Bob Jones

Personal information
- Full name: Robert H. Jones
- Date of birth: 9 January 1902
- Place of birth: Everton, England
- Date of death: January 1989 (aged 86–87)
- Position(s): Goalkeeper

Senior career*
- Years: Team / Apps / (Gls)
- 1924–1926: Everton / 3 / (0)
- 1926–1929: Southport / 16 / (0)
- 1929–1937: Bolton Wanderers
- 1937–1939: Cardiff City / 58 / (0)
- 1939–1950: Southport / 0 / (0)

= Bob Jones (footballer, born 1902) =

English footballer

Robert H. Jones (9 January 1902 – 1989) was an English professional footballer who played as a goalkeeper. He began his career with Everton, where he made his professional debut, and Southport but was unable to establish himself in either side.

He joined Bolton Wanderers in 1929, replacing Dick Pym as first choice goalkeeper before going on to make over 200 appearances in all competitions for the club. He joined Cardiff City in 1937 where he finished his playing career before working as a trainer with Southport.

==Career==
Born in Everton, Jones began his career as an apprentice with his hometown club, becoming close friends with Dixie Dean. He had written to the club to request a trial while playing as a left half but, when the goalkeeper for the session failed to arrive, he was put in goal and impressed enough to be given a contract. He made his professional debut on 8 November 1924 in a 2–2 draw with Manchester City. However, he was unable to establish himself in the first team, making two further appearances, before leaving to join Third Division North side Southport in 1926. He made his debut for Southport on 13 September 1926 in a 5–1 defeat to Chesterfield but made just two further appearances during the 1926–27 season. Over the following three seasons, he remained a backup goalkeeper, making 13 appearances before leaving the club in 1929.

He joined Bolton Wanderers soon after, being signed as cover for long serving goalkeeper Dick Pym. With Pym approaching the end of his career, Jones replaced him in the side for the majority of the 1930–31 season and established himself as the club's first choice goalkeeper. He went on to make over 200 appearances in all competitions for the club before he was replaced by Stan Hanson.

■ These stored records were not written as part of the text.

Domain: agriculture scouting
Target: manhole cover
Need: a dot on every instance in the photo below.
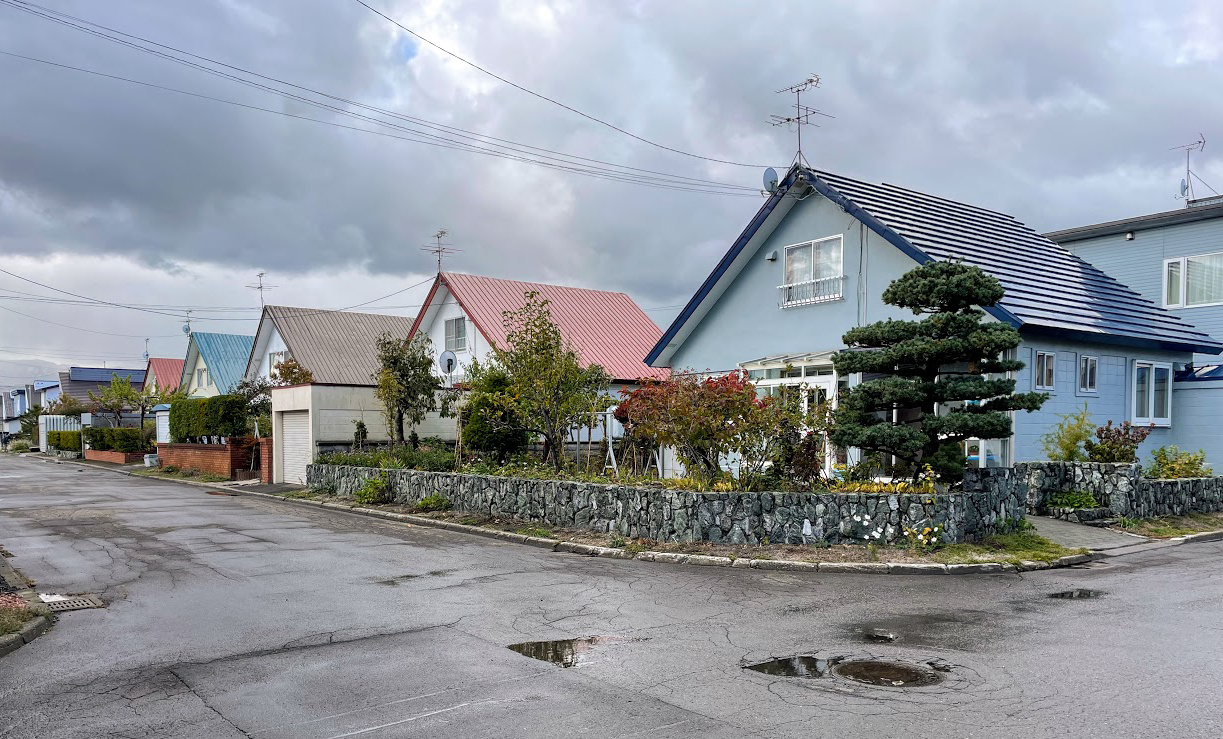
(890, 674)
(71, 602)
(795, 667)
(1079, 592)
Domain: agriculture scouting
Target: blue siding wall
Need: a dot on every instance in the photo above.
(746, 322)
(1109, 403)
(1139, 264)
(1196, 420)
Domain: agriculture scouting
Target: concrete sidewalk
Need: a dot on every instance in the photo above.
(1089, 537)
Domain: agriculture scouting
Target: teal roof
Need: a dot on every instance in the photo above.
(225, 356)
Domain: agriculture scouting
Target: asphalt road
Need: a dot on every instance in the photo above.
(245, 617)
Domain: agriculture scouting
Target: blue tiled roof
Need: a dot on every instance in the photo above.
(225, 356)
(1047, 286)
(1048, 289)
(104, 375)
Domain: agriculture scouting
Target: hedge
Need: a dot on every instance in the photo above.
(192, 420)
(67, 441)
(118, 439)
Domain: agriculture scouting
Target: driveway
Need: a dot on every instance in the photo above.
(246, 617)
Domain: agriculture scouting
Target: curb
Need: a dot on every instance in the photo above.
(34, 627)
(855, 568)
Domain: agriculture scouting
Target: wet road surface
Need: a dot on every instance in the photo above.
(245, 617)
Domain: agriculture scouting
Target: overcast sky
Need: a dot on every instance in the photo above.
(1059, 114)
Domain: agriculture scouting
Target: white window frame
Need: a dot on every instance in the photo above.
(1051, 368)
(821, 290)
(1183, 282)
(1095, 373)
(453, 340)
(1147, 415)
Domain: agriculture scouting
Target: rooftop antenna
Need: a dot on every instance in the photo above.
(1186, 184)
(261, 286)
(802, 114)
(439, 248)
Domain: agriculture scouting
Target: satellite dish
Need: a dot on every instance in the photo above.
(448, 362)
(771, 180)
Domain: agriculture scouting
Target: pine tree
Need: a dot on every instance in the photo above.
(943, 359)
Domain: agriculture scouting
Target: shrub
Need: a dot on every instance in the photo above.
(1065, 441)
(376, 491)
(1073, 499)
(433, 502)
(1168, 463)
(66, 441)
(1117, 443)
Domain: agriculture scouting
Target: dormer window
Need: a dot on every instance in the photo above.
(813, 272)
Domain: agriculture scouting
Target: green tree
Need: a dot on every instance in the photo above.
(549, 392)
(406, 386)
(942, 361)
(116, 398)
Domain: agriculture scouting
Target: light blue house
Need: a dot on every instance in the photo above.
(816, 258)
(1174, 259)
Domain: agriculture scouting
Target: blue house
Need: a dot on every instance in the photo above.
(816, 258)
(214, 363)
(1174, 259)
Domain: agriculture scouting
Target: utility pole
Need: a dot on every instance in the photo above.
(802, 114)
(261, 286)
(439, 248)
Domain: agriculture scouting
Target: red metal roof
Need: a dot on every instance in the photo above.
(605, 328)
(166, 372)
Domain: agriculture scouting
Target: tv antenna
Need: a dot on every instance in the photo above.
(261, 286)
(439, 248)
(802, 114)
(1186, 184)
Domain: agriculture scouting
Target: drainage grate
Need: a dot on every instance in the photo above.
(76, 603)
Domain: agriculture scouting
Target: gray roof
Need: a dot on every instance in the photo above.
(1190, 213)
(336, 346)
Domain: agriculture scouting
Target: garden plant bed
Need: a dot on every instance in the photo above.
(1004, 552)
(1172, 526)
(179, 475)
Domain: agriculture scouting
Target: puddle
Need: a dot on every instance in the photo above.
(1076, 594)
(565, 652)
(889, 674)
(796, 667)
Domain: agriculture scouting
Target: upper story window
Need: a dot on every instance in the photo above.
(1046, 365)
(1152, 393)
(1190, 282)
(1089, 371)
(813, 272)
(456, 334)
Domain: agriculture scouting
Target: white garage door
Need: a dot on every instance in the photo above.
(295, 444)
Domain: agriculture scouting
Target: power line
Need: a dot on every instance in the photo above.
(554, 102)
(417, 120)
(516, 153)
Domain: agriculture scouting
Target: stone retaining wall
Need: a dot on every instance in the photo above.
(1118, 487)
(681, 516)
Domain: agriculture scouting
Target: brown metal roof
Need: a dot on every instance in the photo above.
(336, 346)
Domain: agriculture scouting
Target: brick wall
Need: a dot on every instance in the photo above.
(214, 459)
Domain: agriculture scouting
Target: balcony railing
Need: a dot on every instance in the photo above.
(802, 294)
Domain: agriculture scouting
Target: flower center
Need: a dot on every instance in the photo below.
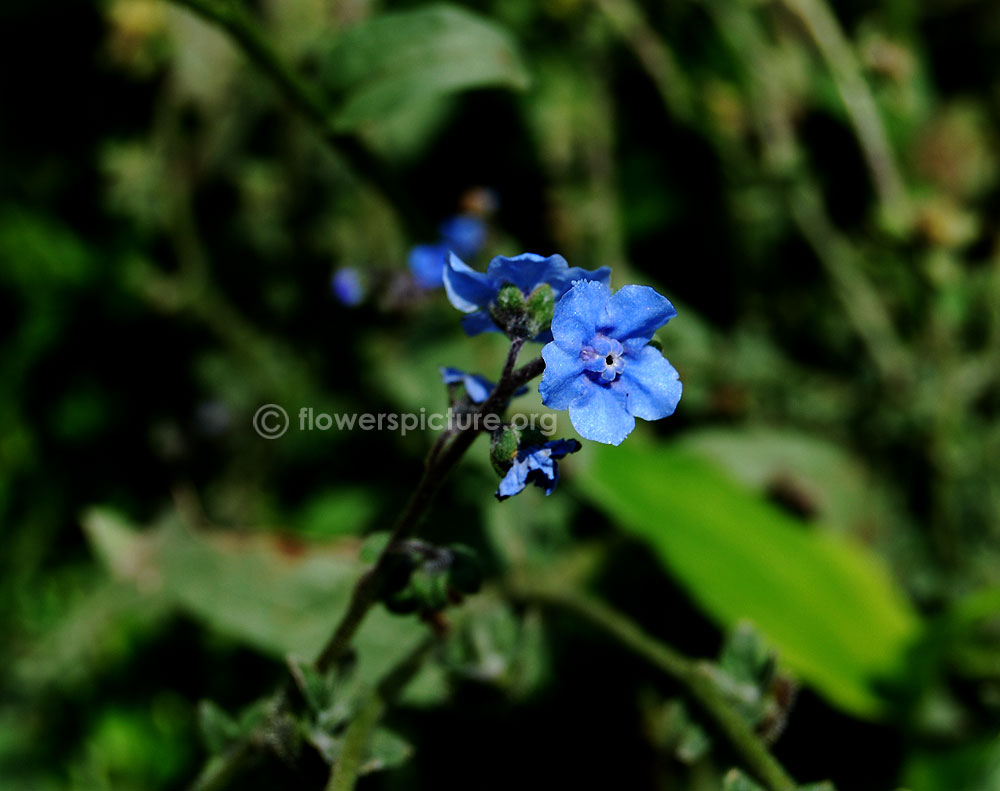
(603, 356)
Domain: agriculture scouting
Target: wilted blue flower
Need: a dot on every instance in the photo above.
(347, 286)
(427, 264)
(477, 387)
(599, 364)
(536, 465)
(475, 292)
(463, 234)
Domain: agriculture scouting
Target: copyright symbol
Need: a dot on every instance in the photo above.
(270, 421)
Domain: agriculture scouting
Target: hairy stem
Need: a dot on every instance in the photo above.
(687, 672)
(358, 734)
(367, 591)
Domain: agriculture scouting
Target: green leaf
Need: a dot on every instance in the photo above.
(825, 603)
(218, 729)
(274, 595)
(385, 750)
(385, 65)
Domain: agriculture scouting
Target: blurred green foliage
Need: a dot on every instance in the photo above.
(813, 184)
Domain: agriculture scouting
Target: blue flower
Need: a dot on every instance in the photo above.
(477, 387)
(537, 465)
(463, 234)
(347, 287)
(475, 292)
(427, 264)
(600, 365)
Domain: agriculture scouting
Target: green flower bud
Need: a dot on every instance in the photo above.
(540, 307)
(503, 448)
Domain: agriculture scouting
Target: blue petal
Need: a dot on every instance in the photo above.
(637, 312)
(526, 270)
(467, 289)
(579, 313)
(599, 414)
(563, 283)
(480, 321)
(451, 376)
(464, 234)
(514, 481)
(427, 264)
(562, 379)
(562, 447)
(650, 384)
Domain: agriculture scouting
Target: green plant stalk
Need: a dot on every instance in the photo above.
(688, 673)
(346, 770)
(440, 462)
(303, 97)
(822, 25)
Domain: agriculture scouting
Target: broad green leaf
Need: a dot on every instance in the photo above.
(277, 596)
(820, 476)
(383, 66)
(824, 603)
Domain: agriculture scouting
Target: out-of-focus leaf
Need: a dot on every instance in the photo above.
(971, 767)
(384, 64)
(826, 604)
(809, 474)
(277, 596)
(218, 729)
(338, 512)
(385, 750)
(94, 635)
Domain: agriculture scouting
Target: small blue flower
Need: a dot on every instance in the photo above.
(537, 465)
(427, 264)
(600, 365)
(477, 387)
(464, 234)
(474, 292)
(347, 287)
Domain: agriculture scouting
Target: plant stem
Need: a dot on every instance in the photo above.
(302, 96)
(689, 673)
(439, 464)
(358, 734)
(822, 25)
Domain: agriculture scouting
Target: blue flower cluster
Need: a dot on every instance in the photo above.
(600, 364)
(536, 464)
(463, 234)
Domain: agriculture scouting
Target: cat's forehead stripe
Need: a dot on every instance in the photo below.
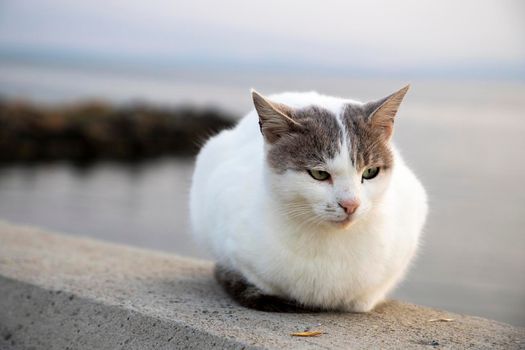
(367, 144)
(318, 140)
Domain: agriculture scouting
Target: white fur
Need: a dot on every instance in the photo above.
(274, 229)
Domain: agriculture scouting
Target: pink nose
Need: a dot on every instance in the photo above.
(350, 206)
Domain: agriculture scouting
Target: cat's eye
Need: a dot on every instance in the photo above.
(320, 175)
(370, 173)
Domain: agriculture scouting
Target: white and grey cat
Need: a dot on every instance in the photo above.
(307, 205)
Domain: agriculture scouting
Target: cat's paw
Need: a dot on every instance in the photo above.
(363, 305)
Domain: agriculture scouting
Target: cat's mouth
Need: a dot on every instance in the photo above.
(345, 223)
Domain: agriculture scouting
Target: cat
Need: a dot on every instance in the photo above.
(307, 205)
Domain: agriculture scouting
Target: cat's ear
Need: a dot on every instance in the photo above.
(382, 113)
(275, 119)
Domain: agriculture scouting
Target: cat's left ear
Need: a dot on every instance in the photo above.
(382, 113)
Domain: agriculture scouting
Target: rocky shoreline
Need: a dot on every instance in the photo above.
(94, 130)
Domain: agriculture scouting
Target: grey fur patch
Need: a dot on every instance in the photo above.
(316, 139)
(369, 144)
(248, 295)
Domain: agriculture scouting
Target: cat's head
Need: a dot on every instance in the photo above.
(328, 165)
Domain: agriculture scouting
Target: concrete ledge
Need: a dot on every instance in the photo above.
(60, 292)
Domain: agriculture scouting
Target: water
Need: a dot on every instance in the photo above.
(464, 140)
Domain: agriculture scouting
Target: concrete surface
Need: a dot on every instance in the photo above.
(61, 292)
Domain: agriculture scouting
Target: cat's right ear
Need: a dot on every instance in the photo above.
(275, 119)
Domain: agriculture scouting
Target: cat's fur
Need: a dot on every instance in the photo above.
(282, 240)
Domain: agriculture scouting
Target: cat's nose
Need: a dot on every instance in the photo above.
(350, 206)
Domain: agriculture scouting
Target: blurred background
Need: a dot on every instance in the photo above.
(103, 105)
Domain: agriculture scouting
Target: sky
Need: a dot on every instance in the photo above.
(480, 37)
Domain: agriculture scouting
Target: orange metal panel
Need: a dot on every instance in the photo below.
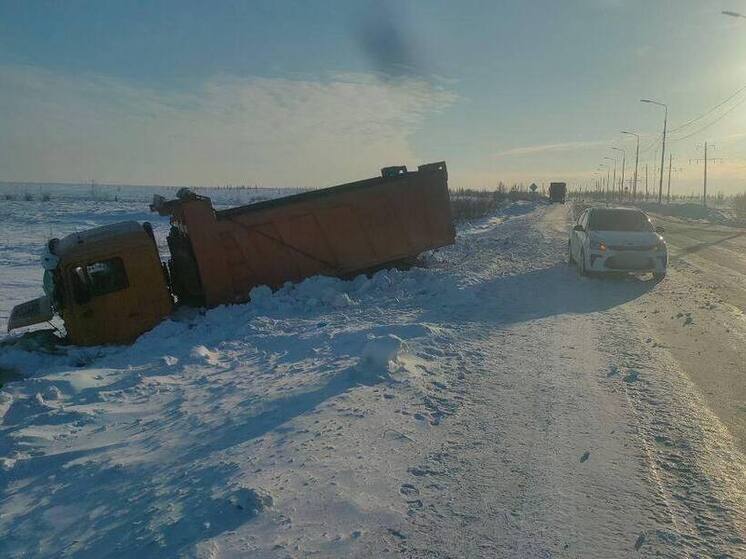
(336, 231)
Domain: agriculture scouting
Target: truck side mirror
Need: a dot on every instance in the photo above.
(81, 292)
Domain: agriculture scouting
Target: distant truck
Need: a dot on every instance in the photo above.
(109, 286)
(557, 192)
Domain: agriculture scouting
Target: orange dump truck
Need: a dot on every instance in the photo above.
(109, 286)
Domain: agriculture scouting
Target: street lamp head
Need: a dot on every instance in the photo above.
(653, 102)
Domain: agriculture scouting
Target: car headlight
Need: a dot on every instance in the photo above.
(598, 245)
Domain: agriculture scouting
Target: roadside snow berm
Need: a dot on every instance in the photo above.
(109, 285)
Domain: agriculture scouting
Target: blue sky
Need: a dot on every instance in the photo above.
(316, 93)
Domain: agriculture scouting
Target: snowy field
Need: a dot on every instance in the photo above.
(490, 405)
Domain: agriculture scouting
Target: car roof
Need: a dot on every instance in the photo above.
(616, 209)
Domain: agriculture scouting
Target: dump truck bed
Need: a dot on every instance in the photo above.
(217, 257)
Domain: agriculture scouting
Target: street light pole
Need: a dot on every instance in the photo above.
(608, 169)
(663, 147)
(621, 183)
(637, 159)
(613, 180)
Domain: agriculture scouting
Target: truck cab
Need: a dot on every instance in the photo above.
(557, 192)
(107, 284)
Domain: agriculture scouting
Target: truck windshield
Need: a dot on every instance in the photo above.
(609, 220)
(98, 278)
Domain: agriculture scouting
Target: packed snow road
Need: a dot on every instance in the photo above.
(491, 405)
(700, 315)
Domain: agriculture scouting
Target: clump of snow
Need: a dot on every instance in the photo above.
(52, 393)
(382, 351)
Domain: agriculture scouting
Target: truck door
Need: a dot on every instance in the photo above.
(100, 301)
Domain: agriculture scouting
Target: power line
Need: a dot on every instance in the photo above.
(713, 109)
(706, 126)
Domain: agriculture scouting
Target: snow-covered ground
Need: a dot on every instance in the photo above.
(490, 405)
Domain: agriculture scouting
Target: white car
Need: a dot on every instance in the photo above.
(617, 240)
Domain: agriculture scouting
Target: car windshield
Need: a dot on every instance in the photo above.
(610, 220)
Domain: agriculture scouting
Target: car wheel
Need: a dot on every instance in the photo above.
(581, 264)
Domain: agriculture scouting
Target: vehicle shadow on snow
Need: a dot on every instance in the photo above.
(551, 291)
(127, 511)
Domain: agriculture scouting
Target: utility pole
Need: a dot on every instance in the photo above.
(621, 181)
(613, 180)
(706, 160)
(668, 196)
(704, 193)
(663, 147)
(637, 158)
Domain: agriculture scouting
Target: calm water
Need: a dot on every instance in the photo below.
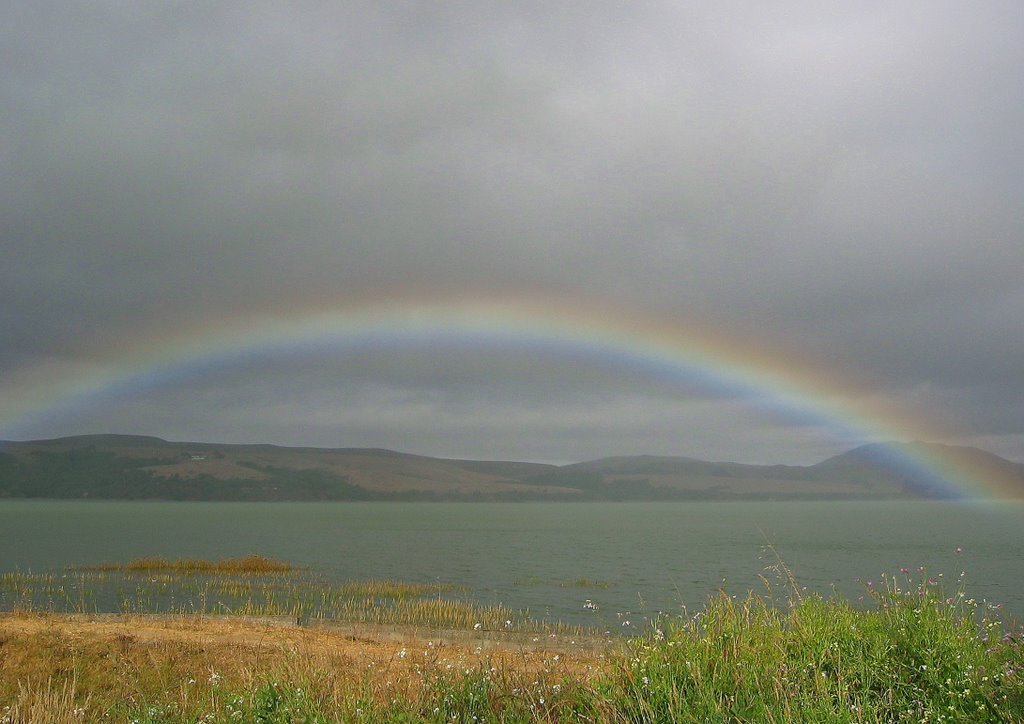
(646, 556)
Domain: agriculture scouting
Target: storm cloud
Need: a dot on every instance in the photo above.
(840, 182)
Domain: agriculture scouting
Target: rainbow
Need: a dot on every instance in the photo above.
(672, 349)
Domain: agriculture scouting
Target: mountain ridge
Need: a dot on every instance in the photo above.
(144, 467)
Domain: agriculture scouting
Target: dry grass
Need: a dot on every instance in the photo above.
(184, 668)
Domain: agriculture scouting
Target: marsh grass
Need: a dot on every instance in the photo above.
(911, 651)
(138, 589)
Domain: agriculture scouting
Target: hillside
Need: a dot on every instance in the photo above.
(133, 467)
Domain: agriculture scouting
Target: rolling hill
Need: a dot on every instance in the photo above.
(133, 467)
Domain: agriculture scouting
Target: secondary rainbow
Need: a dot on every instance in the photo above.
(665, 347)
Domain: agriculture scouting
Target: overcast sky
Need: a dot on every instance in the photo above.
(840, 182)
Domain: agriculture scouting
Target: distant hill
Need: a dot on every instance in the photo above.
(134, 467)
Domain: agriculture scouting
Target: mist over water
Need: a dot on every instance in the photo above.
(593, 563)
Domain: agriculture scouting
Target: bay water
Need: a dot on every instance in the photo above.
(595, 563)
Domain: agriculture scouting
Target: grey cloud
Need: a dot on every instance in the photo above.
(838, 182)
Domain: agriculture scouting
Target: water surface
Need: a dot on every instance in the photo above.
(627, 559)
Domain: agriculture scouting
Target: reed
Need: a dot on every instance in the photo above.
(912, 651)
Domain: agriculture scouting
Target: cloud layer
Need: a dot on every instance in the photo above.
(841, 183)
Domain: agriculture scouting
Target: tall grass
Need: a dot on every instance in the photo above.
(912, 652)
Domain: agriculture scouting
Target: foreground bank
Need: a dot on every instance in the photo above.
(910, 652)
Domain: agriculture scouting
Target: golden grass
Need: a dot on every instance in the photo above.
(185, 668)
(247, 564)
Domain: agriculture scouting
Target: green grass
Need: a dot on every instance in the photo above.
(912, 652)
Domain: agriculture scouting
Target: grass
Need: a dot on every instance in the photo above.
(913, 652)
(251, 587)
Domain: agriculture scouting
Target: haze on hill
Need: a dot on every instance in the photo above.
(134, 467)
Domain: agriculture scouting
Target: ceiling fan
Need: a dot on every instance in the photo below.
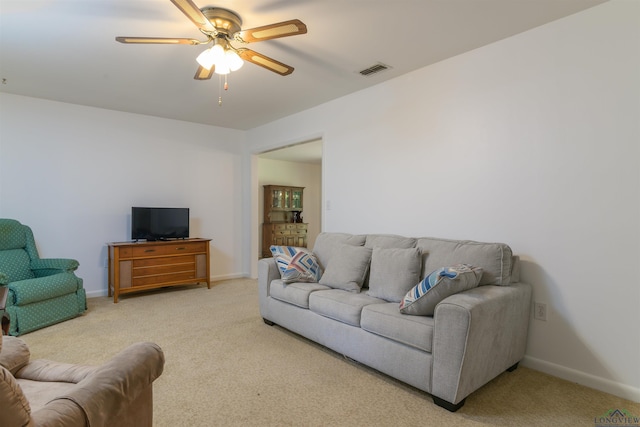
(221, 27)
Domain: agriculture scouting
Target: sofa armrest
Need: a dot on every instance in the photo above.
(42, 267)
(478, 334)
(43, 370)
(267, 272)
(113, 387)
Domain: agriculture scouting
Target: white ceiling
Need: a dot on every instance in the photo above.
(64, 50)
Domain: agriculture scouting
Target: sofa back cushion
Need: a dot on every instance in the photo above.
(327, 243)
(494, 258)
(389, 241)
(15, 264)
(12, 234)
(393, 272)
(347, 268)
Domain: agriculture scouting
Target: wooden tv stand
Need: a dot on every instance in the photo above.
(140, 266)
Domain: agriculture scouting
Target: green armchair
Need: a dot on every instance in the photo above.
(41, 291)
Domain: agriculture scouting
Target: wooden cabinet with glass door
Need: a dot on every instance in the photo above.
(282, 225)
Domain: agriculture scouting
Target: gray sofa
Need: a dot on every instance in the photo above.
(472, 336)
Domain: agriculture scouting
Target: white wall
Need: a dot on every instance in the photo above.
(72, 174)
(532, 141)
(309, 176)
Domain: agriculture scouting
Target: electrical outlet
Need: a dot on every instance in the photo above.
(540, 311)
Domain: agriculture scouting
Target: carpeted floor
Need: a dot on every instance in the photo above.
(225, 367)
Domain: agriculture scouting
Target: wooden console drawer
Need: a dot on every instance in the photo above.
(185, 277)
(168, 249)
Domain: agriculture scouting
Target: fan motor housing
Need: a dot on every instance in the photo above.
(224, 20)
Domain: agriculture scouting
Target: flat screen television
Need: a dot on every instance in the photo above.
(159, 223)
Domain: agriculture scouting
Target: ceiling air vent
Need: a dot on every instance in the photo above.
(374, 69)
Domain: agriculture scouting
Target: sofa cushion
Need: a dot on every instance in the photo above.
(385, 320)
(494, 258)
(340, 305)
(389, 241)
(393, 272)
(326, 243)
(15, 407)
(296, 264)
(347, 268)
(294, 293)
(446, 281)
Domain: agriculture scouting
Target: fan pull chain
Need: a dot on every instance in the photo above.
(226, 87)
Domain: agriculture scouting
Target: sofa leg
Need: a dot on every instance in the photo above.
(448, 405)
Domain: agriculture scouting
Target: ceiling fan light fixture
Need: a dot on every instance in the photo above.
(233, 60)
(206, 59)
(222, 68)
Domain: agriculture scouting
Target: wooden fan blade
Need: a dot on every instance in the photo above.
(203, 73)
(273, 31)
(156, 40)
(266, 62)
(194, 13)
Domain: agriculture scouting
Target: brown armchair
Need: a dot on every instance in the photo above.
(46, 393)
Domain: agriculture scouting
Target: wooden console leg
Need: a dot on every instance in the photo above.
(513, 368)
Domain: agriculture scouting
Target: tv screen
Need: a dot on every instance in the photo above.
(159, 223)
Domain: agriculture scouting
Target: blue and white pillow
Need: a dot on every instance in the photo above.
(444, 282)
(296, 264)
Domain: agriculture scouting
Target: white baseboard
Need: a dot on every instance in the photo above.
(103, 292)
(608, 386)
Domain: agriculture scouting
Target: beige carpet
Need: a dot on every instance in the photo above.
(225, 367)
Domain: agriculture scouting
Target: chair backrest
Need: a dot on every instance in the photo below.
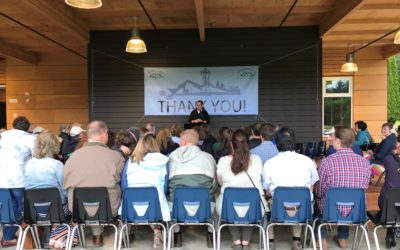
(241, 205)
(6, 209)
(191, 204)
(91, 206)
(391, 207)
(291, 204)
(345, 205)
(141, 204)
(43, 207)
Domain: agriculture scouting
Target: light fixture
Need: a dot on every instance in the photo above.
(84, 4)
(349, 65)
(397, 38)
(135, 43)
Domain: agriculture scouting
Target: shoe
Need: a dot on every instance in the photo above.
(296, 245)
(97, 241)
(178, 239)
(340, 242)
(210, 243)
(8, 243)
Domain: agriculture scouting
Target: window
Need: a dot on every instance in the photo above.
(337, 101)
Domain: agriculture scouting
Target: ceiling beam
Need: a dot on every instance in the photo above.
(390, 50)
(342, 10)
(16, 52)
(200, 18)
(62, 15)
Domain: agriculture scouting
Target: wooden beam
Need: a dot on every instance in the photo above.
(63, 16)
(200, 18)
(342, 10)
(390, 50)
(13, 51)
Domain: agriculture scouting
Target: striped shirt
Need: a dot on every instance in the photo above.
(342, 169)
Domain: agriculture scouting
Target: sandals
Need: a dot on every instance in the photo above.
(158, 240)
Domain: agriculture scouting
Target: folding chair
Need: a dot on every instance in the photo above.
(43, 208)
(390, 217)
(191, 206)
(91, 207)
(241, 207)
(292, 206)
(7, 216)
(345, 207)
(140, 206)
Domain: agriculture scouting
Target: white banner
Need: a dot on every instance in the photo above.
(224, 90)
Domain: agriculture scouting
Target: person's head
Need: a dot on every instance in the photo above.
(46, 145)
(267, 132)
(97, 132)
(386, 128)
(199, 105)
(285, 139)
(147, 144)
(240, 152)
(343, 138)
(189, 137)
(360, 126)
(21, 123)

In July 1937, he joined Third Division South side Cardiff City on a free transfer. In his first season, he was ever present for the club, appearing in all 49 competitive matches Cardiff played. However, the following season, he was displaced by Bill Fielding and left the club at the end of the season to rejoin Southport. He returned to Southport in 1939 after being persuaded by a club official to keep playing; Jones was planning on buying a pub to manage. However, the outbreak of World War II brought an end to his professional playing career and, after representing the club in wartime fixtures, he was appointed as a trainer in 1947.

He continued to feature for Southport's reserve side until 1950, becoming the oldest player to represent the club at any level at the age of 48. He retired after eleven years as the club's trainer.

==Personal life==
His son Bobby Jones later progressed through the youth system at Southport under his father's guidance to become a professional footballer. After retiring, Jones went to live with his son before his death in 1989 from pneumonia.